Part A of essay Two in the series: The Suffocation of the Christian Communities in the Middle East
In recent months, our journalists and editors have had to think on their feet as they have sought ways to make western audiences aware of a massive fact about the Middle East that these same authorities have striven for decades not to notice– the methodical suffocation of the Christian minority of the Middle East by the Muslim majority.
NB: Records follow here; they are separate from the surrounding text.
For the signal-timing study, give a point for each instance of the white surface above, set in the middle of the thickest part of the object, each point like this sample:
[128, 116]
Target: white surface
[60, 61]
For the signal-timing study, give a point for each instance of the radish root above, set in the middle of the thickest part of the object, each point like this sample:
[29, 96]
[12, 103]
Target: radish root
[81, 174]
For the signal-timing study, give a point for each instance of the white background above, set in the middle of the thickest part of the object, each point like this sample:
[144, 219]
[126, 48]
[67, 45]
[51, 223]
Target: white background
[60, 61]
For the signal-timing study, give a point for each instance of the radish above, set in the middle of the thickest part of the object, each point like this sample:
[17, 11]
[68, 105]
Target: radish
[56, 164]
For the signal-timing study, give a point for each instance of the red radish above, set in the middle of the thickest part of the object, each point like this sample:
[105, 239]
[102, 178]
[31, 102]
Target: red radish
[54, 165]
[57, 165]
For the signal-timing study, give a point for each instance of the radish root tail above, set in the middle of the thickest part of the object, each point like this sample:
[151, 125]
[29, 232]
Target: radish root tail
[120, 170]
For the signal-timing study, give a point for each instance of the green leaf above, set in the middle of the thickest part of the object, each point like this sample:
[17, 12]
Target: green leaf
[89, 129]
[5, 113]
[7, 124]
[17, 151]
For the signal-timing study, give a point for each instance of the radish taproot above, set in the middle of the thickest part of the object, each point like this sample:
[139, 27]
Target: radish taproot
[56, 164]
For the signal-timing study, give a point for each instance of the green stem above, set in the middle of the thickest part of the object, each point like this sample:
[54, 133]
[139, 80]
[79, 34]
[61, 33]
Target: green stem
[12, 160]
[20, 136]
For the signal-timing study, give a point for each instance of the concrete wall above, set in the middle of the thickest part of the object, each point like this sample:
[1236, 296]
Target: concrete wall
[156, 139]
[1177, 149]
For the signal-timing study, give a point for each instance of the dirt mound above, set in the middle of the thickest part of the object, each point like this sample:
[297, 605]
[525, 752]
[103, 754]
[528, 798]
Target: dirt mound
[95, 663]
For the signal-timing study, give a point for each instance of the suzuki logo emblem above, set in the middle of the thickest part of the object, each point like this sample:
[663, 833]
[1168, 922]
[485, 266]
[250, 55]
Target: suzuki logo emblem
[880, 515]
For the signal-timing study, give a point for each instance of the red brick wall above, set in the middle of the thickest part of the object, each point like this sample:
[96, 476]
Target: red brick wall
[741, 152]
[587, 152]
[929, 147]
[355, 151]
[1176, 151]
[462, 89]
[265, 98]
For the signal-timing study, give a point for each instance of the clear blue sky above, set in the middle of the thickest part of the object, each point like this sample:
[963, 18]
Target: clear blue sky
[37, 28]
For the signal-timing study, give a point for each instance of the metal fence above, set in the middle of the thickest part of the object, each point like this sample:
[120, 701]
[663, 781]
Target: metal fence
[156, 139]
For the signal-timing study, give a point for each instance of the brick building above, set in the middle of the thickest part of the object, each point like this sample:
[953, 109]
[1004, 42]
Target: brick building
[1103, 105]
This minority (as I noted in my previous essay) is made up of several widely-scattered communities, some going back many centuries prior to the time when the Middle East became Arab and Muslim. To get quickly to the bottom line: they amounted to 13% of the population of the Arab Middle East in 1900, they have been reduced to 1% today, and that remnant is presently being methodically harassed from the region. As this is happening, our leaders of opinion, including the leaders of the mainline churches, look the other way in order to focus their moral ire upon the imaginary monster of Islamophobia in our midst.
The key to this present Muslim campaign against Christianity in the Middle East is the history of the Empire of Islam; and the key to that history is dhimmitude.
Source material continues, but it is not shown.